Quais de seus respectivos direitos e deveres se encaixam melhor nas condições de vida da nova Rússia? Tudo o que seja compatível com o novo estado de coisas se manterá; o restante, toda essa bagagem antiquada que herdamos da maldita época de servidão e dominação, que era a característica dos latifundiários e capitalistas, tudo isso terá que ser varrido juntamente com a mesma classe exploradora, com esses inimigos do proletariado e dos pobres.


 O capitalismo destruiu a velha vida familiar 


A família, em sua forma atual, não é mais que uma das tantas heranças do passado. Solidamente unida, compacta em si mesma em seus começos, e indissolúvel - tal era o caráter do matrimônio santífico pela cura -, a família era igualmente necessária para cada um de seus membros. Porque, quem trataria de criar, vestir e educar os filhos se não fosse a família? Quem os guiaria na vida? Triste sorte a dos órfãos naqueles tempos; era o pior destino que alguém poderia ter.

No tipo de família a que estamos acostumados, o marido é quem ganha o sustento, que mantém a mulher e os filhos. A mulher, por sua parte, se ocupa dos afazeres domésticos e de criar os filhos.

Porém, desde há um século, esta forma corrente de família experimentou uma destruição progressiva em todos os países do mundo, nos que o capitalismo domina, naqueles países em que o número de fábricas cresce rapidamente, juntamente com outras empresas capitalistas que empregam trabalhadores.

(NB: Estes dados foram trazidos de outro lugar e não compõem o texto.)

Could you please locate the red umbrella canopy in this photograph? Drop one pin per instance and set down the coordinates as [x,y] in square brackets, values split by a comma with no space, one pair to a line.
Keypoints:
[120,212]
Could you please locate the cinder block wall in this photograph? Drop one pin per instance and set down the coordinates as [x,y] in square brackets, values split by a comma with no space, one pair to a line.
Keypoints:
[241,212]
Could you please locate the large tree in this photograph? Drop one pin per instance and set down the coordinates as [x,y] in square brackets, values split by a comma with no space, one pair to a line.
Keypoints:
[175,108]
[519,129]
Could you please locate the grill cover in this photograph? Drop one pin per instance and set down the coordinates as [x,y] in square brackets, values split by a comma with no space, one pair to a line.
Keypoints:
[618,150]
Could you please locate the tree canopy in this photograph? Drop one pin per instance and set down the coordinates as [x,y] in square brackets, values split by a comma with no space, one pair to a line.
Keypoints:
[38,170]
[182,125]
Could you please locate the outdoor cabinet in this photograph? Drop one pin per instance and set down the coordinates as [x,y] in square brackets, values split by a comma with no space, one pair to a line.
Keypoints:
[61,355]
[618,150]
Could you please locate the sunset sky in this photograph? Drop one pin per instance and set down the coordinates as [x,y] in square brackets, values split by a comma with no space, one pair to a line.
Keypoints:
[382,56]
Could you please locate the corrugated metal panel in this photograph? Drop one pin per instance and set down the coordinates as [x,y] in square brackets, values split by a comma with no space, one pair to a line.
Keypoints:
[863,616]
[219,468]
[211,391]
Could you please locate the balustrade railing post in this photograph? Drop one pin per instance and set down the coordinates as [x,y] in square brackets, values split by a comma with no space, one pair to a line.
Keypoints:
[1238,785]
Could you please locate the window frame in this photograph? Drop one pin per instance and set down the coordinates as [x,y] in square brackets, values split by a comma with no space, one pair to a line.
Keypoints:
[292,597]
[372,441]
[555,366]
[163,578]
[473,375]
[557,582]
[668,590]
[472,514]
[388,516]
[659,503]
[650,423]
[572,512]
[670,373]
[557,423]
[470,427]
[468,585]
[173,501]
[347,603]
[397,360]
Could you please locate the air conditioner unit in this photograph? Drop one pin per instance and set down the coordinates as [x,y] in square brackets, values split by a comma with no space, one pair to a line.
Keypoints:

Os costumes e a moral familiar se formam simultaneamente como consequência das condições gerais da vida que rodeia a família. O que mais contribuiu para que se modificassem os costumes familiares de uma maneira radical foi, indiscutivelmente, a enorme expansão que adquiriu por toda parte o trabalho assalariado da mulher. Anteriormente, o homem era a única possibilidade de sustento da família. Porém, desde os últimos cinquenta ou sessenta anos, temos visto na Rússia (com anterioridade em outros países) que o regime capitalista obriga as mulheres a buscar trabalho remunerado fora da família, fora de casa” (...).